The Alleged Failure of Democracy
The following editorial on “The Alleged Failure of Democracy” was written by the editor of The Crisis and printed in the Boston Sunday Globe:
We are becoming more democratic, but not easily, not without struggle and misgivings. Our progress seems even slower than it is because we have really experienced so little real democracy in the past. We founded a republic in 1787 which was in reality an aristocracy of the most pronounced tendencies. The democracy ushered in by Andrew Jackson was the beginning of that system of government by deception where “the people” are congratulated on the possession of all powers of government, while the real rulers hide in the background so effectually that their very existence often is not sensed. Since the Civil War we have driven these rulers into the open, and frankly acknowledged, weighed and studied their power.
From this knowledge we have started well on the way toward dethroning the ward heeler and the petty boss, and are hammering at the strongholds of the greater bosses. Our real difficulty comes in settling in our own minds a proper, permanent repository for the power thus regained. In other words, we are facing to-day still the elementary problem of democracy: How far do we dare trust the mass of the people, not with sham power and sounding phrases, but with real power?
Those on the one hand who call for commission government, and those on the other hand who ask for the initiative and the recall represent the two different answers to this problem. True it is, that there are those far-sighted ones who combine both demands. For the most part, however, we may distinguish those who would deposit the power won from the bosses with one or more strong men for safekeeping; and those who would try and place that power just as far as possible in the hands of the masses.

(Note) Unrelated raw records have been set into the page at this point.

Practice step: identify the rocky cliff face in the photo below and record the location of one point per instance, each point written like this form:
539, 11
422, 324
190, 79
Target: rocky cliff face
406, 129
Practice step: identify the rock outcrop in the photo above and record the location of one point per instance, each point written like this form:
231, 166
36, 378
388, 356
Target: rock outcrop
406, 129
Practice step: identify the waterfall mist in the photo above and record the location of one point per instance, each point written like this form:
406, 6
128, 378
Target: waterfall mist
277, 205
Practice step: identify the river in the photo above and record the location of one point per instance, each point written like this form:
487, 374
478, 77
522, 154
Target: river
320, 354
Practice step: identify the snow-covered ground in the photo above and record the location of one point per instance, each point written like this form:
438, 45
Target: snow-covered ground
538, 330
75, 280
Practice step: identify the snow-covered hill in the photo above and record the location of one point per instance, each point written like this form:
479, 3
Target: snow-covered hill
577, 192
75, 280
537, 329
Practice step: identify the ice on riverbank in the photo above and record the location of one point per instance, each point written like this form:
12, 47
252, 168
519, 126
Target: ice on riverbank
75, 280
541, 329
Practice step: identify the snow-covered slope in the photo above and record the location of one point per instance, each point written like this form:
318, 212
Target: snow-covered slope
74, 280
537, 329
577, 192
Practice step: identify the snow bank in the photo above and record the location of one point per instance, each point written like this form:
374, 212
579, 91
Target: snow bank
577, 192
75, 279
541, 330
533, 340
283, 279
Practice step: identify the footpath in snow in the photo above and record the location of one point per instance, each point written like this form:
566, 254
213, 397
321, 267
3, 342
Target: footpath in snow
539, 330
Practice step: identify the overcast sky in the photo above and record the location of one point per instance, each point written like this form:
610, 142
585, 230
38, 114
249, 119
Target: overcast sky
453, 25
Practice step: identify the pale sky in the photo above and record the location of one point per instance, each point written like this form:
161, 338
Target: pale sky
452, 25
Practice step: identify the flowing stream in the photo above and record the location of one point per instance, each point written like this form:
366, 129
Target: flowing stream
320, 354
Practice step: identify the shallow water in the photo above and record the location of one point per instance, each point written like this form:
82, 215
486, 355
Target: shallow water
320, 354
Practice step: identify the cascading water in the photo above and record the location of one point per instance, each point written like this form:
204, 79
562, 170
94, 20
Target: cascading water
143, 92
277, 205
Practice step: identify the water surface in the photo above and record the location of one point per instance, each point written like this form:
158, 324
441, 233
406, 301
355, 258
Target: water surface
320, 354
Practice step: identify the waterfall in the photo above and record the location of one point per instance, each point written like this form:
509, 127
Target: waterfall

There can be no doubt that the former type of thinkers gains great strength and support from the supposed failure of certain democratic experiments in the past, particularly in the case of the foreign vote in our cities and of the Negro vote during reconstruction times. The alleged failure of democracy in reconstruction times especially has been used in the past and is still used as a tremendous argument against democracy in the nation and in the world. The argument runs something like this: “Ignorant freedmen failed as voters. This proves that democratic government cannot rest on ignorance.” But how much learning is necessary to a share in the government? Immediately our ideas enlarge: “Government is for the educated and the expert. It is a reward, not a right. Democracy is an evolution that may come to fruition in a thousand years. To-day we need the strength and efficiency found only in a few.” In the face of such argument it is high time that the people of this country asked themselves seriously two questions: What is democracy? Did democracy fail in reconstruction?
Democracy is not a gift of power, but a reservoir of knowledge. Only the soul that suffers knows its suffering. Only the one who needs knows what need means. Ignorance may vitiate the expression of needs and vice may deceive, but it remains true that despotism and aristocracy have displayed far more ignorance of the real needs of the people than the most ignorant of democracies. The people alone are the sources of that real knowledge which enables a State to be ruled for the best good of its inhabitants. And only by putting power in the hands of each inhabitant can we hope to approximate in the ultimate use of that power the greatest good to the greatest number.
Seldom in the history of the world has this great truth been so well proved as in the experience of the American Negro. Without civil or political rights, and admitting every claim of benevolence on the part of his master, he became a slave, whose very existence threatened the industrial and spiritual life of the nation. Emancipated and given a vote, despite his ignorance and inexperience, he gave the South three gifts, so valuable that no one to-day would dream of giving them up:
- The public-school system.
- The enfranchisement of the poor whites.
- The beginning of modern social legislation in land reform, eleemosynary institutions and social uplift.
The Negro was not disfranchised because he had failed in democratic government, but because there was every reason to believe that he would succeed, and it was his success which the beaten masters feared more than his failure.
Having disfranchised him with this fiction of failure, that same fiction is being used to-day to discredit democracy throughout the nation, to stop the just enfranchisement of women, to curtail the power of the foreign born and their descendants, and to support the argument in the twentieth century that the democratic ideals of the nineteenth century were in vain.
To the help of this program comes the wholesale exploitation and despising of colored races and the suicidal career of universal conquest to which Europe stands committed.
But the march of real democracy goes on. Slowly but surely the masses of men will become the great depositors of the bulk of both political and economical power, for their own good. Only democratic government can be both enlightened and selfish, both bond and free.